La bataille des services publics de proximité n’a donc pas été livrée. Elle ne pouvait qu’être perdue dans des conditions qui vont beaucoup pénaliser les habitants dans les prochaines années.
#Métro : une séance de conseil ou la dramatique image de hall de gare : tout dernièrement, une association locale (ellesmarchent38) levait de façon légitime la question de l’absentéisme des nouveaux députés lors de l’actuelle session parlementaire et à plus forte raison au moment où est entrée en application la loi anti-cumul de mandats. Dans le meme registre, une image est dramatique pour la Métro : le visionnage des séances du Conseil Métropolitain. On dirait un hall de gare avec des sièges dont l’occupation change en permanence. Un point que confirme la lecture du compte rendu écrit. Prenons l’exemple du dernier compte rendu relatif à la séance du 8 juillet. 33 pouvoirs ont été donnés à d’autres élus pour toute la séance par des élus ... absents. C’est un chiffre énorme. Ce qui encore plus “énorme”, c’est le choix des détenteurs de pouvoirs. Ainsi le maire de St Paul de Varces (David Richard, LR38 pro-Fillon) donne pouvoir au maire de ... Claix pour défendre les intérêts de St Paul de Varces pendant ladite séance. Le maire de Vif (Guy Genet LR38) donne pouvoir à une ...

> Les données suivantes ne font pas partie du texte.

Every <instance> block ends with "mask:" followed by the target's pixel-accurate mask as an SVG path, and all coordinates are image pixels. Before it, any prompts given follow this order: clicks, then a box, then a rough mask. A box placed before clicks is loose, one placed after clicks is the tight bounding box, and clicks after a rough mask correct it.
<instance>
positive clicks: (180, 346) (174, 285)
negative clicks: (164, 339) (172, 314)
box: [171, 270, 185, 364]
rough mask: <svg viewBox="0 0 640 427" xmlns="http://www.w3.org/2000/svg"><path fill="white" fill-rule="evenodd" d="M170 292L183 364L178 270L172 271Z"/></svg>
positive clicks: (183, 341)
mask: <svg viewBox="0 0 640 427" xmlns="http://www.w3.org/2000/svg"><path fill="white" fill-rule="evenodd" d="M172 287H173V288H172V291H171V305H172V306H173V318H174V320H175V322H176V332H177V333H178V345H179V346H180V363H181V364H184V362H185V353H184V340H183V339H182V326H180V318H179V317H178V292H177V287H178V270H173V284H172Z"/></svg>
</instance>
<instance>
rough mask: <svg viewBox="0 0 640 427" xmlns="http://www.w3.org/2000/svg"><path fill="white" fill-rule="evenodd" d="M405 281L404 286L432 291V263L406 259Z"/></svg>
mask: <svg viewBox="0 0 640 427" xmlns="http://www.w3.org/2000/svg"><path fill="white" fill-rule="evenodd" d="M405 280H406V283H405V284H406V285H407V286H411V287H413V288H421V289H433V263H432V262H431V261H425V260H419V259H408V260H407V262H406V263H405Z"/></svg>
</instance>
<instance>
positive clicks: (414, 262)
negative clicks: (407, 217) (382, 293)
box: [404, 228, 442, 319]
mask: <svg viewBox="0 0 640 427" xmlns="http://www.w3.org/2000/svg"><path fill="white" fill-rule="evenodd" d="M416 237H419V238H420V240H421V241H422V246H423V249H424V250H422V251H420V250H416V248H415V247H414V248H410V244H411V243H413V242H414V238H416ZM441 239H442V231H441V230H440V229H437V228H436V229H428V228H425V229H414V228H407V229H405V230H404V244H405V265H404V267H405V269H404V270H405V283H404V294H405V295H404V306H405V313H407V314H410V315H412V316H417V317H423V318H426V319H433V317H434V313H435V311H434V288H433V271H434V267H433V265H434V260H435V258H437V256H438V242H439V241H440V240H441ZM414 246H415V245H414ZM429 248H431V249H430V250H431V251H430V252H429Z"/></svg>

élue de Grenoble pour défendre les intérêts de ... Vif pendant ladite séance. Et dans le même ordre “d’originalités”, le compte rendu de la séance du 19 mai avec une page entière de pouvoirs attribués par numéros de délibérations : un tourniquet permanent. Les élus se croisaient. Il n’est même pas sûr qu’ils aient été une seule fois tous ensemble au même moment dans la même pièce. Les élus sont pourtant payés pour participer à de telles séances ! Seule la Ville de Grenoble publie une liste annuelle des indemnités perçues par les élus. Dommage que cet exemple ne soit pas suivi par d’autres Communes. Ce devrait être d’ailleurs une publication légale annuelle obligatoire ! Dans de telles circonstances, il y a une sérieuse matière à douter du bon suivi des débats avant les votes.